A visitor to the National Clock & Watch Museum brutally mistreats a clock by James Borden. Photo via YouTube.
A visitor to the National Clock & Watch Museum brutally mistreats a clock by James Borden. Photo via YouTube.

In a cringeworthy video that should come with a trigger warning, a man visiting Pennsylvania’s National Watch & Clock Museum extensively manhandles a wooden timepiece over a full minute before knocking it off the wall.

“This is why we beg and plead with our visitors to please refrain from touching objects in museums,” writes the museum in the YouTube post, which bears the title “Please Don’t Touch!”

The clock is the creation of Iowa artist James Borden.

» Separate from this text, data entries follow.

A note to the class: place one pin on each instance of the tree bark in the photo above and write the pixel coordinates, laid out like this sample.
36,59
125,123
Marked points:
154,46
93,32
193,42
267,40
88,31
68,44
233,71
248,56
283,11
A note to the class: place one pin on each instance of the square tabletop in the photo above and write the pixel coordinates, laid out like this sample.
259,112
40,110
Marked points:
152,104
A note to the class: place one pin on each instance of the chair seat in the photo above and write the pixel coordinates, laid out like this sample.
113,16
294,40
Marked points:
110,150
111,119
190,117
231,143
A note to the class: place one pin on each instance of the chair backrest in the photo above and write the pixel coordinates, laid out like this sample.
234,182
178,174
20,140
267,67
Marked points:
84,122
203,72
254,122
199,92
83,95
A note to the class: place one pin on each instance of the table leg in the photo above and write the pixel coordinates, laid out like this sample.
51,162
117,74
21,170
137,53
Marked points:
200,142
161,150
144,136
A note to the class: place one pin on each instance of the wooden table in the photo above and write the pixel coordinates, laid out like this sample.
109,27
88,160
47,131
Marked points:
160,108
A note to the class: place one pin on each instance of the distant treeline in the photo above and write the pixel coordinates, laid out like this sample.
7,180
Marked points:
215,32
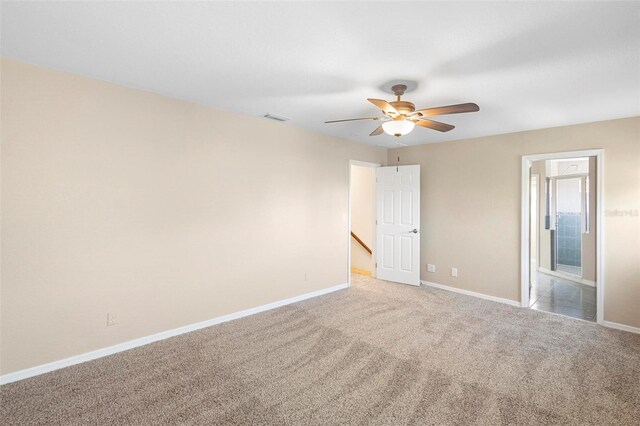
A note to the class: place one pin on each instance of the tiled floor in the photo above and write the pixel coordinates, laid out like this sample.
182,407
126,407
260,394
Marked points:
560,296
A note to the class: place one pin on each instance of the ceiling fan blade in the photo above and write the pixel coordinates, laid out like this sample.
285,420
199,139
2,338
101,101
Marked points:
449,109
377,132
384,106
435,125
355,119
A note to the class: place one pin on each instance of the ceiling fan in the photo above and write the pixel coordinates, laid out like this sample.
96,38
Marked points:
401,117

“The clock was damaged, but not beyond repair,” Noel Poirier, the museum’s director, told artnet News via email, adding that the museum is working with the artist to fix it. He declined to comment on the clock’s value, and said that the museum does not plan to pursue the incident criminally or in any other way.

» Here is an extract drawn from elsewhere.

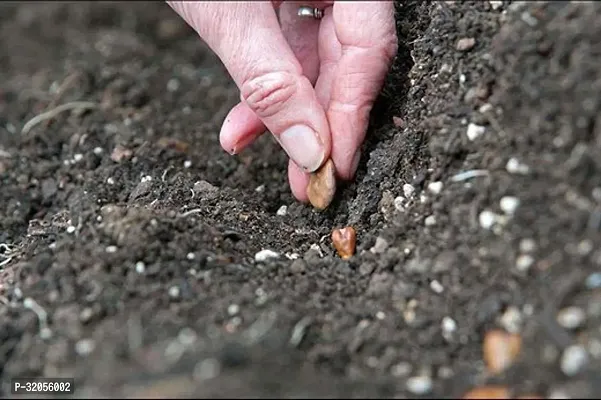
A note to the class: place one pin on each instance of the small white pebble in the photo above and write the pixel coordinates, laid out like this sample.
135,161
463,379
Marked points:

The man is plainly trying to manipulate the clock’s system of weights. After catching the clock and attempting to hang it back on the wall, he then places it on the floor.

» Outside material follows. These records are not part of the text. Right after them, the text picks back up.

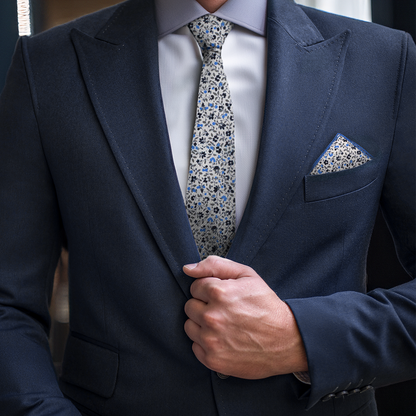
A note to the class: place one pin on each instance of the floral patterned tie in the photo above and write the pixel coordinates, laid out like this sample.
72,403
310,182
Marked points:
210,194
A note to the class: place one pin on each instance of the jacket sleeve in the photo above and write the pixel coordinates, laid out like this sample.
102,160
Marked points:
356,341
30,244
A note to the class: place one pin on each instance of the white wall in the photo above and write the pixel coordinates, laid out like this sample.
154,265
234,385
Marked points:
360,9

The couple did, at least, inform museum staff of the incident, which took place on May 31.

The damaged clock, by James Borden. Photo courtesy National Clock & Watch Museum.

The incident is just the latest in which museum and historic site visitors and selfie-takers have damaged valuable objects. A boy punched a hole in a Baroque painting in Taipei in August 2015; another boy, in southern China, recently wrecked a Lego sculpture. The selfie-obsessed have become well known for their ability to damage and destroy statues, including a 19th-century copy of an ancient statue Milan’s Academy of Fine Arts of Brera.

The National Watch & Clock Museum, in Columbia, Pennsylvania, opened in 1977, and has expanded its collection since then from fewer than 1,000 objects to more than 12,000.